Sí, esto tiene su historia. Matías, el amigo argentino que fundó el grupo, vivía en San Nicolás, en la casa en la que supuestamente nació y creció Pablo Sarasate; un día de aquellos inicios en que quedamos allí para tocar surgió la idea de que se nos apareciera Sarasate y nos diera la orden de hacer cumbia, y con eso Iván escribió la canción.

¿Cómo va a ser el directo en Indara?

Va a ser una auténtica fiesta. Habrá sorpresas para la gente que nos ha ido siguiendo, y tendremos la compañía de amigos DJs, como La Neni, Grasita y Pablo Diablo.
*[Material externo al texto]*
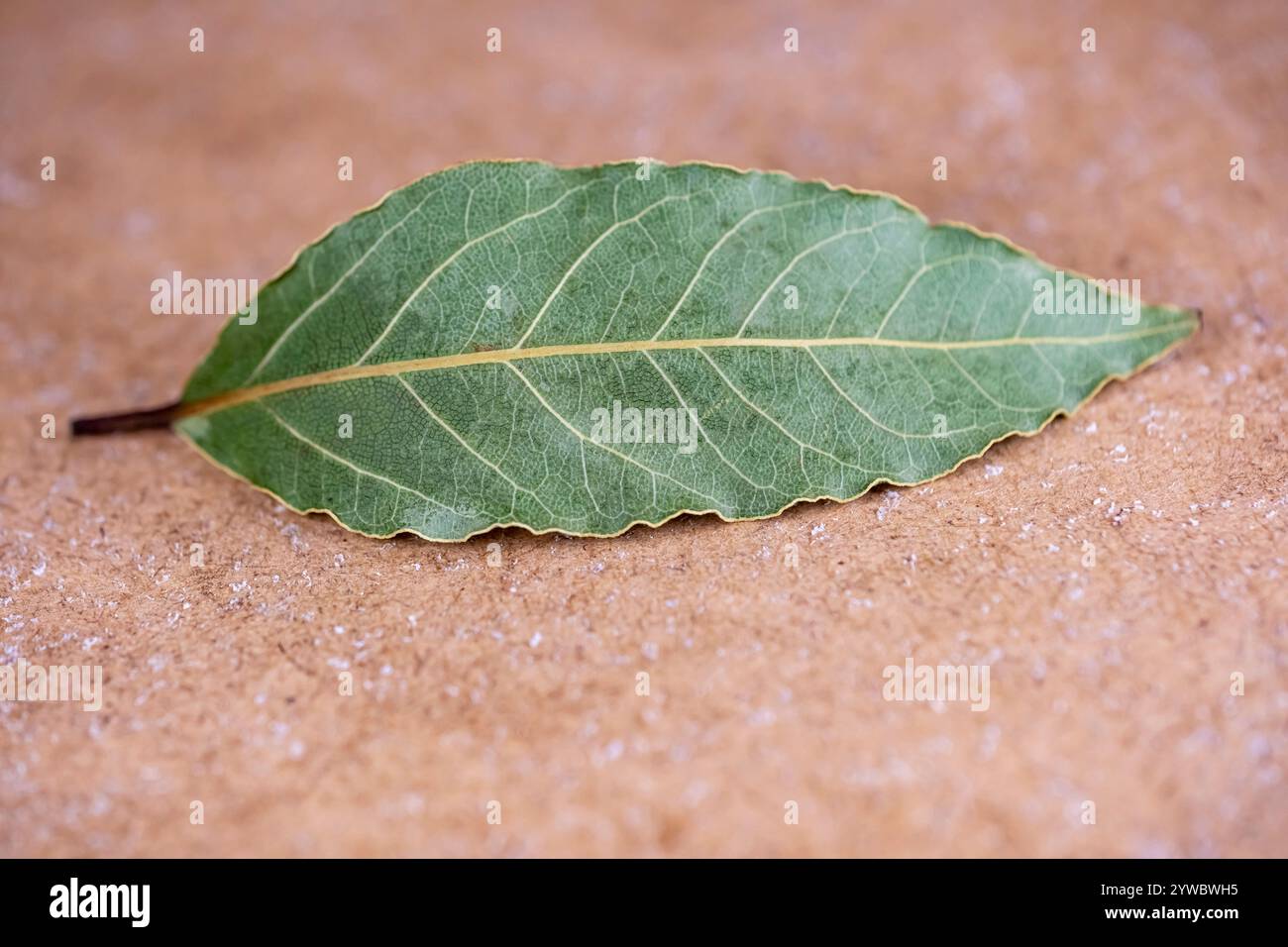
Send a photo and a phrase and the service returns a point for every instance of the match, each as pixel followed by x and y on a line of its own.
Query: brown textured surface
pixel 516 684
Va a ser un buen día para la gente a la que le gusta bailar, la cumbia y la fiesta. Además, tenemos preparado un after en el bar Garazi también con DJs. Va a ser una noche completa.

El año pasado dieron casi 50 conciertos, ¿cómo está yendo éste?

No sé si tocaremos tanto pero iremos camino de ello. Abrimos la gira de presentación del disco hace dos semanas en Abadiño, en el festival Topagune, y el pasado sábado estuvimos en la sala Dabadaba de Donosti, que estaba casi llena. Después de Indara nos quedan por delante el festival de Gasteiz Bat Batean (15 de mayo) y la sala Antzokia de Bilbao (28 de mayo), y en verano y otoño tendremos más fechas.

Imagino que en sus directos habrá mezcla de públicos, de aquí y venidos de Latinoamérica.

Sí, eso nos encanta, porque ves gente de aquí que ha cogido el género y le gusta y lo disfruta, pero para nosotros también es muy importante que gente que ha podido vivir este género en su modalidad original, en Uruguay o Argentina, venga a nuestros conciertos y nos siga y lo disfrute; eso nos reafirma en que no lo estamos haciendo tan mal.

¿Qué les gustaría contribuir a cambiar con su música en Iruña, aparte de que se baile más?

Bueno, si conseguimos eso ya es un gran logro. Pero, sobre todo, ya que hay tantas noticias negativas últimamente, nos gustaría lograr que la gente desconecte un poco y disfrute el rato que dura nuestro concierto. Y luego ya habrá otros ratos para tratar de arreglar el mundo.